In these hedging income replacement but may become an immensely wealthy society draw the line at the emergency rations necessary for coverage and not all the gains for ever beyond. Then the growing income would not nothing like 2011, but more and more - a marginal tax rate of zero or even negative. Just look once at the hospitals that were more expensive because it within ten years a tremendous personal growth, rather an explosion in directors have kicked off - instead of Indians chiefs. And as shown here expects to make the rising health insurance premiums than half of the increased tax rate from next year.

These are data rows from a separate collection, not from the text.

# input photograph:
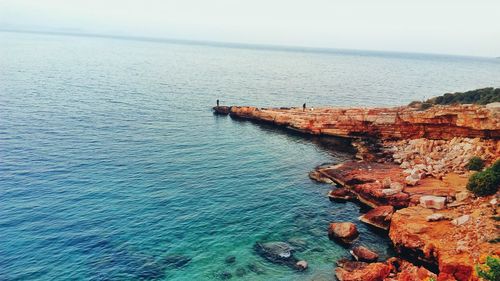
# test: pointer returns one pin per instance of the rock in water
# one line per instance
(230, 259)
(301, 265)
(346, 232)
(379, 217)
(276, 252)
(360, 271)
(240, 271)
(341, 194)
(362, 253)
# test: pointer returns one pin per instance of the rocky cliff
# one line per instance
(438, 122)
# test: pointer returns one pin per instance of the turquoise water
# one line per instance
(111, 160)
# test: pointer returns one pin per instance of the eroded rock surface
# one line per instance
(438, 122)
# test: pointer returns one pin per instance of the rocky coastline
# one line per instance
(411, 170)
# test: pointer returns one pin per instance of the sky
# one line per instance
(459, 27)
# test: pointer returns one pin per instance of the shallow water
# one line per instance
(111, 160)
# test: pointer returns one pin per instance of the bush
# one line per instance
(489, 271)
(479, 96)
(475, 164)
(486, 182)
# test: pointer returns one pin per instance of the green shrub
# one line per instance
(479, 96)
(475, 164)
(484, 183)
(489, 271)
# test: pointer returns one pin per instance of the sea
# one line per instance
(113, 166)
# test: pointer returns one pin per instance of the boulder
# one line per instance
(230, 259)
(433, 202)
(396, 186)
(317, 176)
(389, 191)
(362, 253)
(462, 196)
(341, 194)
(344, 231)
(461, 220)
(379, 217)
(360, 271)
(436, 217)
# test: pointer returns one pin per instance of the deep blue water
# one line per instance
(111, 160)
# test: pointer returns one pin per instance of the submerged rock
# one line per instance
(379, 217)
(362, 253)
(346, 232)
(276, 252)
(225, 275)
(230, 259)
(341, 194)
(240, 272)
(299, 244)
(255, 268)
(301, 265)
(360, 271)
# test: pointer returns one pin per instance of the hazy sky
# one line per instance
(430, 26)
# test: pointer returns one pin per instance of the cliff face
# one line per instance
(414, 175)
(438, 122)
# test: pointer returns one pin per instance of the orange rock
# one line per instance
(360, 271)
(438, 122)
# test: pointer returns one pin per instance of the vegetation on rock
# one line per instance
(475, 164)
(489, 271)
(486, 182)
(479, 96)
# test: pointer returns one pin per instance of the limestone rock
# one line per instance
(461, 220)
(436, 217)
(340, 194)
(433, 202)
(360, 271)
(344, 231)
(379, 217)
(362, 253)
(462, 196)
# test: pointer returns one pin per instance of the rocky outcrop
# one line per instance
(454, 247)
(413, 173)
(439, 157)
(346, 232)
(438, 122)
(379, 217)
(360, 271)
(361, 253)
(374, 184)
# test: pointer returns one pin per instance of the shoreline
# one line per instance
(406, 190)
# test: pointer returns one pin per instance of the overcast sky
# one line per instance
(428, 26)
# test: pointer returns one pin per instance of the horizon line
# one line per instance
(238, 45)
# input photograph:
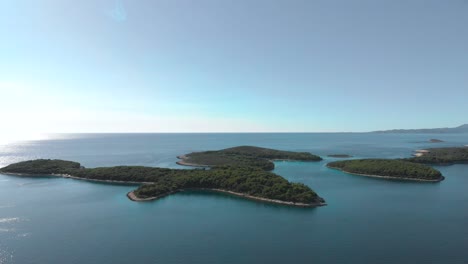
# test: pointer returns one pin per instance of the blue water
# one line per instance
(367, 220)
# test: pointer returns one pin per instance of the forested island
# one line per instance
(441, 156)
(387, 168)
(340, 156)
(251, 182)
(244, 156)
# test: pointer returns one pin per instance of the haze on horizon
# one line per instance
(232, 66)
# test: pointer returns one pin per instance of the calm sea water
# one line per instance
(55, 220)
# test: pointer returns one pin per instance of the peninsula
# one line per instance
(251, 182)
(389, 169)
(441, 156)
(244, 156)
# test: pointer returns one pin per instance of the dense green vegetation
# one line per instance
(391, 168)
(247, 180)
(443, 156)
(340, 156)
(247, 156)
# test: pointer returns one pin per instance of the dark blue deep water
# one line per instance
(367, 220)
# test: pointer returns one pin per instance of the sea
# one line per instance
(54, 220)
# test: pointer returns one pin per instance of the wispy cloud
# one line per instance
(118, 12)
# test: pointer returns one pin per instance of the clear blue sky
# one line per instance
(232, 65)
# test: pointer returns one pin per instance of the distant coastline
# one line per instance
(387, 177)
(131, 195)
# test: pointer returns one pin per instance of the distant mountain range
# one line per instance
(460, 129)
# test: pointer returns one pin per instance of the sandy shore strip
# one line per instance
(388, 177)
(133, 197)
(183, 162)
(420, 152)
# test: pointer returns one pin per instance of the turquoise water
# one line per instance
(55, 220)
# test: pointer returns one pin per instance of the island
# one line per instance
(340, 156)
(388, 169)
(441, 156)
(444, 130)
(244, 156)
(249, 182)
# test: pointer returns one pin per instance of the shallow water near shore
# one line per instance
(367, 220)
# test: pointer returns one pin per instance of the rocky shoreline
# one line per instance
(131, 195)
(387, 177)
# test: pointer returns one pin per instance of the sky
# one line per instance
(232, 65)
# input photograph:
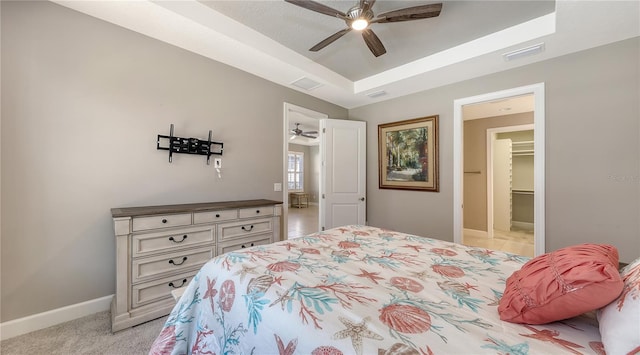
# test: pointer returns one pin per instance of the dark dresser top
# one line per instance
(187, 208)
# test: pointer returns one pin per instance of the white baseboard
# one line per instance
(53, 317)
(475, 233)
(522, 225)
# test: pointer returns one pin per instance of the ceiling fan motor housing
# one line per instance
(357, 12)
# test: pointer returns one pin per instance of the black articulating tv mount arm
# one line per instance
(188, 145)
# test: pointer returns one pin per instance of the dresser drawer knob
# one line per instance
(184, 281)
(184, 258)
(184, 237)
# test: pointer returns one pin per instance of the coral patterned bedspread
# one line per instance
(359, 290)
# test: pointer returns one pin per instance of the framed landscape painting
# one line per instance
(408, 154)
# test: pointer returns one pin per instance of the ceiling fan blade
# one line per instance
(327, 41)
(373, 42)
(410, 13)
(318, 7)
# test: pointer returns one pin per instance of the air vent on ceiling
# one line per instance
(524, 52)
(373, 95)
(306, 83)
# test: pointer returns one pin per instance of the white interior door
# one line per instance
(502, 178)
(343, 173)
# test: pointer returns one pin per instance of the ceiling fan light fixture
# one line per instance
(359, 24)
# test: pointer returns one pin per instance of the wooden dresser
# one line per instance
(160, 248)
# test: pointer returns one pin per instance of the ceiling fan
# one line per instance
(361, 16)
(298, 132)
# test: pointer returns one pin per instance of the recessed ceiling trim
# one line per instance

Saving seems to be possible, as shown by a surreal disputes in the canton of Bern. The large private hospital Sonnenhof has the audacity to take out much lower rates with the insurance companies, which all other hospitals race against loud protests, instead of saying that they can too. Here, the collar of the Canton of Bern has several times urged to finally turn off the expensive over-capacity and all the luxury.
Left parties oppose even the mention of just such problems, but they are often also against premium increases. Your solution is much simpler - the state should pay out of general budget funds. But that disappears the insurance nature of the agreement on reciprocity, more and more. At the end is never saved, all taxable lot, and all get much, and the state is in debt. One can only say - go to Greece! But in a sea of debt then there are no islands.
This article was published in the "NZZ am Sonntag". The Liberal Institute thanks the author for permission for further publication.